AFTERHOURS – Concerto al Fuori Orario (Taneto di Gattatico, RE) (5 ottobre 2002)

L’occasione di rivedere dal vivo gli autori di quello che, senza timore di smentita, si può definire il più bel disco italiano uscito finora in questo 2002 (“Quello che non c’è”), è di quelle da non perdere; esaurita anche per quest’anno l’esperienza del Tora! Tora! la band è pronta per imbarcarsi nella seconda parte del loro tour.

Aprono le danze Le Vibrazioni, che si fanno apprezzare per il loro rock cantato in italiano; sono prossimi a un’uscita discografica, e dimostrano buona maturità nel tenere il palco e nel catturare l’attenzione di un pubblico che non era lì per loro. Bravi!

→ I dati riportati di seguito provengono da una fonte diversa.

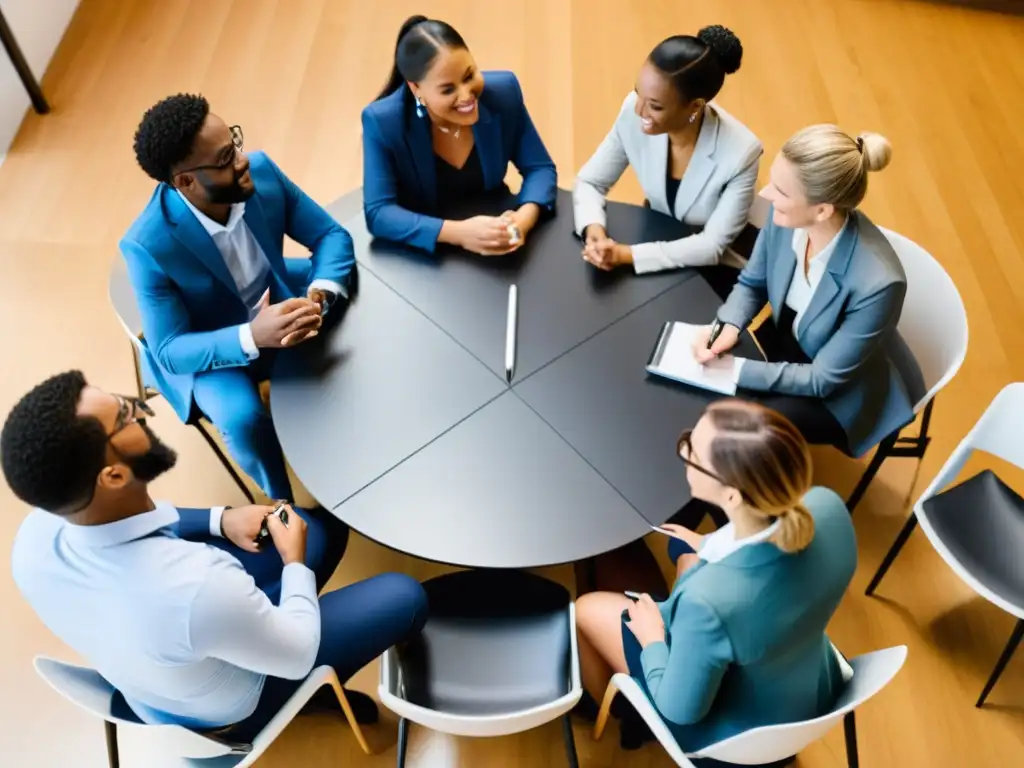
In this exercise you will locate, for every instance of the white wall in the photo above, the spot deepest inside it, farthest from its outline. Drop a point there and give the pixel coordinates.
(38, 26)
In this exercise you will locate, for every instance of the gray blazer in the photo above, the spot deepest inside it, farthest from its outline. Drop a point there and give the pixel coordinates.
(715, 194)
(859, 365)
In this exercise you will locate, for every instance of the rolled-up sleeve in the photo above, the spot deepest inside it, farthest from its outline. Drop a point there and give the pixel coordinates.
(232, 620)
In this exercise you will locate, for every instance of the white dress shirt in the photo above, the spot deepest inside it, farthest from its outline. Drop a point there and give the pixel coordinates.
(723, 542)
(803, 286)
(177, 626)
(247, 263)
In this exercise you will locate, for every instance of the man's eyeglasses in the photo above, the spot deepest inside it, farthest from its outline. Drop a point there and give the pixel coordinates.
(128, 413)
(237, 143)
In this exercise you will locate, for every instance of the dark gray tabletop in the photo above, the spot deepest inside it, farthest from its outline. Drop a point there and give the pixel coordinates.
(400, 422)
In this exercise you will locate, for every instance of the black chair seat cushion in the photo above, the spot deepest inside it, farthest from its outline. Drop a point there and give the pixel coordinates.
(981, 521)
(496, 642)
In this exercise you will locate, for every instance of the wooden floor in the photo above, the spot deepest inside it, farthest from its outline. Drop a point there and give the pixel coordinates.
(943, 83)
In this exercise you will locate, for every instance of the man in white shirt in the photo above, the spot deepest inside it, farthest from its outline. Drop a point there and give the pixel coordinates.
(180, 609)
(216, 294)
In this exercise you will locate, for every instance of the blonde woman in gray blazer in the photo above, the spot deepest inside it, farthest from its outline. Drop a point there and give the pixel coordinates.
(694, 161)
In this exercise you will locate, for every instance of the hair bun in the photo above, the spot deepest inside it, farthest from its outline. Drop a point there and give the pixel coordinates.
(724, 44)
(876, 148)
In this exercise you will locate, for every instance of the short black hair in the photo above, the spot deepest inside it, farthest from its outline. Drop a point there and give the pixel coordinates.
(51, 455)
(167, 133)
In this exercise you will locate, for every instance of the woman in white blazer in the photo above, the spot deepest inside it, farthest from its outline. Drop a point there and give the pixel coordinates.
(694, 161)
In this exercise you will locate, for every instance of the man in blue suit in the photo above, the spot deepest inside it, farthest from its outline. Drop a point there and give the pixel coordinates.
(216, 295)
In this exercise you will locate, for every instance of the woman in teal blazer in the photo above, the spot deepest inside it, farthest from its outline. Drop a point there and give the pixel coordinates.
(436, 139)
(740, 640)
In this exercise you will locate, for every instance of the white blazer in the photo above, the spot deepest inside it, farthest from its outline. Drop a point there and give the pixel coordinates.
(715, 194)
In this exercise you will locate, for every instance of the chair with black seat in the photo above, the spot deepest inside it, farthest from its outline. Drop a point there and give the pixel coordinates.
(977, 526)
(498, 655)
(123, 301)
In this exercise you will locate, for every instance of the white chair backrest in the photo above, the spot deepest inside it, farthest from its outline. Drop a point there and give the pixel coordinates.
(123, 299)
(88, 689)
(934, 320)
(871, 672)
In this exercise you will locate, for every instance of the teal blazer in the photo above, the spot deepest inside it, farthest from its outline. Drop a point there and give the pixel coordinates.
(745, 642)
(860, 367)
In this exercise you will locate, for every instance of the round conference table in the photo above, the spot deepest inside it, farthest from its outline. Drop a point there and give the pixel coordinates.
(399, 420)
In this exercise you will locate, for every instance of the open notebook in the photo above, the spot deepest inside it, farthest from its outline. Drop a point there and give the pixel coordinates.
(673, 358)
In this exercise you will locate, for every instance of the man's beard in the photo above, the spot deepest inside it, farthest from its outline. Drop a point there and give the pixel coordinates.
(154, 462)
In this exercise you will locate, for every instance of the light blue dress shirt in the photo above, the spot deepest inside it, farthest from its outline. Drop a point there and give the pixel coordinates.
(177, 626)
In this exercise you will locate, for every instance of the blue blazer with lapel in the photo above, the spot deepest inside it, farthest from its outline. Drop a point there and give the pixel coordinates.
(745, 636)
(189, 304)
(860, 366)
(399, 186)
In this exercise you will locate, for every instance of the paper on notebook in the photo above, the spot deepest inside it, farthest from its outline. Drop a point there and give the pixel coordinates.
(673, 358)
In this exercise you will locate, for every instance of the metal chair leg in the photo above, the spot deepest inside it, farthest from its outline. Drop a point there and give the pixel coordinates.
(881, 453)
(111, 730)
(904, 534)
(1015, 640)
(224, 461)
(850, 730)
(402, 741)
(570, 755)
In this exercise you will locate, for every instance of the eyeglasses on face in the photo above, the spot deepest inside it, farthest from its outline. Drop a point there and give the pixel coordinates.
(237, 143)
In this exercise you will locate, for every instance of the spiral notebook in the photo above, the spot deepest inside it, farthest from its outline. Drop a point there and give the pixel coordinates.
(673, 358)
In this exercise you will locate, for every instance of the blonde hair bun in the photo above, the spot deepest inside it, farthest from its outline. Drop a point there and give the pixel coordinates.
(877, 151)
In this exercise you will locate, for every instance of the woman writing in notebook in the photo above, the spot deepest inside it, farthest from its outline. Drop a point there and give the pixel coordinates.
(440, 135)
(694, 161)
(836, 366)
(739, 641)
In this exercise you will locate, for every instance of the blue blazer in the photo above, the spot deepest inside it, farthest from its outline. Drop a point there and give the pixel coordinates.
(189, 304)
(745, 636)
(399, 186)
(860, 367)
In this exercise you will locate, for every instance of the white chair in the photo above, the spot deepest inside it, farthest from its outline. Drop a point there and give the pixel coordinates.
(934, 326)
(977, 526)
(498, 655)
(123, 300)
(871, 672)
(88, 689)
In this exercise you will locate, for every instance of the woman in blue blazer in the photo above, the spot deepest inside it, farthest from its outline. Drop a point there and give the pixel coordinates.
(740, 640)
(837, 367)
(695, 162)
(436, 139)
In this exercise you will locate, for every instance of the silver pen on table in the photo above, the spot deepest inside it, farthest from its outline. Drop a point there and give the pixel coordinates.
(510, 334)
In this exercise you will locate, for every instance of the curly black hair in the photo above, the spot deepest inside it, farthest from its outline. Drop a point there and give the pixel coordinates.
(167, 133)
(51, 455)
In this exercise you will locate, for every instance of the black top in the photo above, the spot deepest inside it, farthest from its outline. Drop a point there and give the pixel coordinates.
(459, 184)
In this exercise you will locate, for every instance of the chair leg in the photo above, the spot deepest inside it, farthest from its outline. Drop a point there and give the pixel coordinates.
(1015, 640)
(850, 730)
(602, 715)
(570, 755)
(349, 715)
(872, 469)
(112, 743)
(904, 534)
(402, 741)
(224, 461)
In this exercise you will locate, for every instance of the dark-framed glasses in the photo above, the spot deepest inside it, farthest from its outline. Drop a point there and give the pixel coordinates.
(238, 141)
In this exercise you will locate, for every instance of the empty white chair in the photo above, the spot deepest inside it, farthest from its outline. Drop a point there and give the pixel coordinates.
(498, 655)
(88, 689)
(871, 672)
(977, 526)
(934, 326)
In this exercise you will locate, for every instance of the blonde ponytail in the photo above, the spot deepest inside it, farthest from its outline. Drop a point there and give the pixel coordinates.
(796, 529)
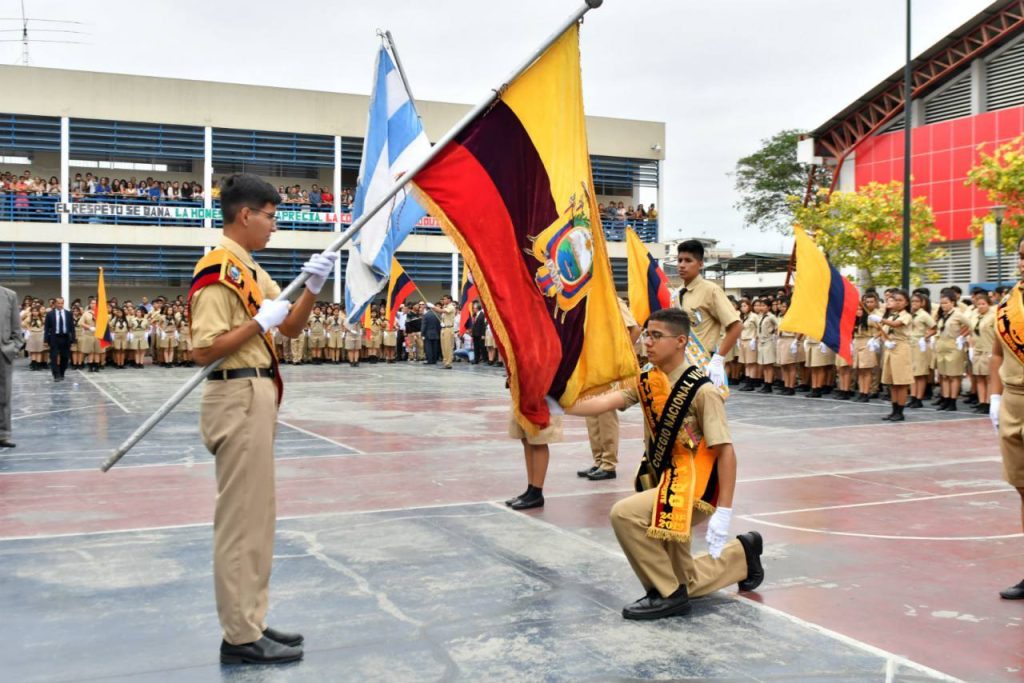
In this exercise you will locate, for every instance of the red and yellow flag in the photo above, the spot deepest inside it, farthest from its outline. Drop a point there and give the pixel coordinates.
(399, 288)
(648, 287)
(102, 332)
(515, 194)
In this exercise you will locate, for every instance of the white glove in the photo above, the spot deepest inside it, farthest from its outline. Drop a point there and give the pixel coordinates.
(718, 531)
(320, 266)
(553, 407)
(271, 313)
(716, 370)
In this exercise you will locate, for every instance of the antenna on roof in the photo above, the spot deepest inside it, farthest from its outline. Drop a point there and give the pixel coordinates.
(24, 23)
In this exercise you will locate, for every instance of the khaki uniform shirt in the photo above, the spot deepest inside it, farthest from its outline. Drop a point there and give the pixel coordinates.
(901, 333)
(952, 325)
(983, 332)
(767, 327)
(216, 309)
(710, 310)
(448, 315)
(706, 417)
(1011, 372)
(923, 324)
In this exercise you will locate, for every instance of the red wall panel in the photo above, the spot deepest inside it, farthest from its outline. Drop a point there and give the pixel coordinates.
(942, 155)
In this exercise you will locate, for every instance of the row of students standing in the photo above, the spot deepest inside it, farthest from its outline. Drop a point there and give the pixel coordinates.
(164, 332)
(902, 346)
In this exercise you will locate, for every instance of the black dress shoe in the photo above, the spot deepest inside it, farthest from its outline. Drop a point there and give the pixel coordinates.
(753, 547)
(263, 650)
(1014, 592)
(527, 502)
(653, 605)
(290, 639)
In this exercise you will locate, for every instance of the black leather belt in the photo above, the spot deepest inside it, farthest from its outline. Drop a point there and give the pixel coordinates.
(241, 373)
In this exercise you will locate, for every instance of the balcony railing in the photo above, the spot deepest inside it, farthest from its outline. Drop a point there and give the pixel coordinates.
(42, 209)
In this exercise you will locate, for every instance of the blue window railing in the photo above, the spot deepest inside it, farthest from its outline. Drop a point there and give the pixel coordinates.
(42, 209)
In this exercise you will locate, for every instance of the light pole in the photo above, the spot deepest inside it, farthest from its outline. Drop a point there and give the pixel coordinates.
(997, 213)
(907, 71)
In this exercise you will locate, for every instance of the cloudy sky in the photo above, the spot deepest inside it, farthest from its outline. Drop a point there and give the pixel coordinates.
(721, 75)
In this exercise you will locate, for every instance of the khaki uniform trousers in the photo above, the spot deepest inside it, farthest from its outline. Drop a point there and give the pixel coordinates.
(1012, 434)
(416, 346)
(666, 565)
(603, 432)
(448, 346)
(298, 347)
(238, 422)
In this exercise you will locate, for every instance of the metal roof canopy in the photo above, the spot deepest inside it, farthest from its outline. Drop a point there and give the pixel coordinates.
(752, 262)
(990, 28)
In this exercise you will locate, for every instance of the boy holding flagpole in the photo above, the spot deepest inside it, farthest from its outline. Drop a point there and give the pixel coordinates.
(689, 452)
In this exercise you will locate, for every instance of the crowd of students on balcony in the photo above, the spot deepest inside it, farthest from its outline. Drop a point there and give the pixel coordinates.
(620, 212)
(97, 187)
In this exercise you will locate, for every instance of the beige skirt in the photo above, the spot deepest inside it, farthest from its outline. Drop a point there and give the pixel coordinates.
(949, 360)
(784, 353)
(980, 364)
(863, 357)
(897, 369)
(766, 352)
(1012, 435)
(748, 355)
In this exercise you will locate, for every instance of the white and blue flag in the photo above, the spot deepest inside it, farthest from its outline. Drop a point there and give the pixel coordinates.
(394, 142)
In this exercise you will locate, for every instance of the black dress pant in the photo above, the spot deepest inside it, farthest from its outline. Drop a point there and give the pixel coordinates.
(59, 354)
(432, 347)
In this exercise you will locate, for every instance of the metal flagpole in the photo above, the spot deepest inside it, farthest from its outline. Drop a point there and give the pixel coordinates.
(397, 63)
(343, 239)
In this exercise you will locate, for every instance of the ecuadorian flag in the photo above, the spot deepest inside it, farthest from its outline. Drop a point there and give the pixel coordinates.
(399, 288)
(824, 303)
(102, 332)
(467, 296)
(514, 193)
(648, 288)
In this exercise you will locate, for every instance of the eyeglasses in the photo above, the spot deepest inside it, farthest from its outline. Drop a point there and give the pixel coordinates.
(654, 335)
(271, 216)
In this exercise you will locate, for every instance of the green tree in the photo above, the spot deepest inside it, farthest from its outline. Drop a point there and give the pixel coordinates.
(767, 178)
(864, 229)
(1000, 174)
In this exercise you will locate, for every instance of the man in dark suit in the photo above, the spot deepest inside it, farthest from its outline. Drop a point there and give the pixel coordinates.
(432, 336)
(11, 342)
(58, 332)
(478, 329)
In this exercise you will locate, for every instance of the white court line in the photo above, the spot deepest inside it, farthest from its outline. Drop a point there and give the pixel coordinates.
(897, 501)
(126, 465)
(889, 657)
(103, 391)
(881, 537)
(62, 410)
(887, 468)
(321, 436)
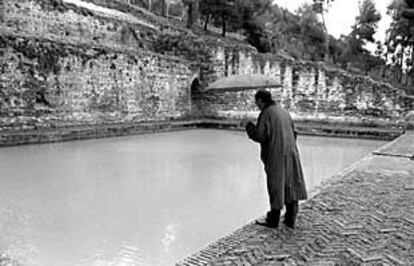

Ancora pochi minuti di attesa, e gli Afterhours arrivano sul palco. La scaletta non è cambiata di una virgola rispetto alle esibizioni estive, e così Manuel e soci attaccano con un poker d’assi che farebbe invidia a gruppi ben più famosi di loro: la straziante bellezza di “Quello che non c’è”, il capolavoro “Bye bye Bombay”, una versione STUPENDA di “Bungee jumping” e la torbida psichedelia di “Varanasi baby”.

Nonostante l’oggettiva bellezza di questi pezzi, però, c’è qualcosa che non funziona a dovere: i frequenti gesti rabbiosi di Manuel verso il mixer fanno capire a molti che ci sono alcuni problemi con i suoni, che purtroppo rovinano un po’ la prima parte dell’esibizione. Il pubblico non sembra curarsene più di tanto, comunque: c’è nell’aria la solita adorazione incondizionata che i fan dimostrano verso gli Afterhours, e anche il più piccolo gesto del carismatico leader provoca urla e applausi. Ma non era stata proprio il vedersi trasformati loro malgrado da musicisti a idoli ad averli portati a un passo dalla fine?

Il live act della band è ormai una macchina ben rodata: quasi tutti i pezzi di “Quello che non c’è” vengono riproposti in una versione piuttosto fedele all’originale (mancano all’appello solo la dolcissima “Il mio ruolo” e, inspiegabilmente, il rabbioso disincanto di “Sulle labbra”), alternati a vecchi “classici” che mandano in visibilio il pubblico, soprattutto quelli ripescati dall’epocale “Hai paura del buio?” come la furiosa “Male di miele” e la ormai consueta nuova versione di “1.9.9.6.” accelerata e suonata con tre chitarre.

L’immancabile “Dentro Marylin” chiude la prima parte del concerto, e paradossalmente solo con i bis si arriva al livello che ci si aspetterebbe dagli Afterhours. “La gente sta male” e “Tutto fa un po’ male” sono pop allo stato puro: equilibrato, emozionante, perfetto; “Non si esce vivi dagli anni ’80” alza nuovamente muri di elettricità e di sarcasmo; “Ritorno a casa” è tesa e commovente, così come “Pelle”; “Televisione”, con il suo ritmo spezzato e l’alternarsi di quiete e rumore, è uno dei momenti migliori della serata.

La catarsi della meravigliosa “Voglio una pelle splendida” chiude un concerto sì bello, ma che non ha convinto del tutto: in certi momenti la sensazione che il mestiere prendesse il sopravvento sull’emozione è stata davvero difficile da cancellare.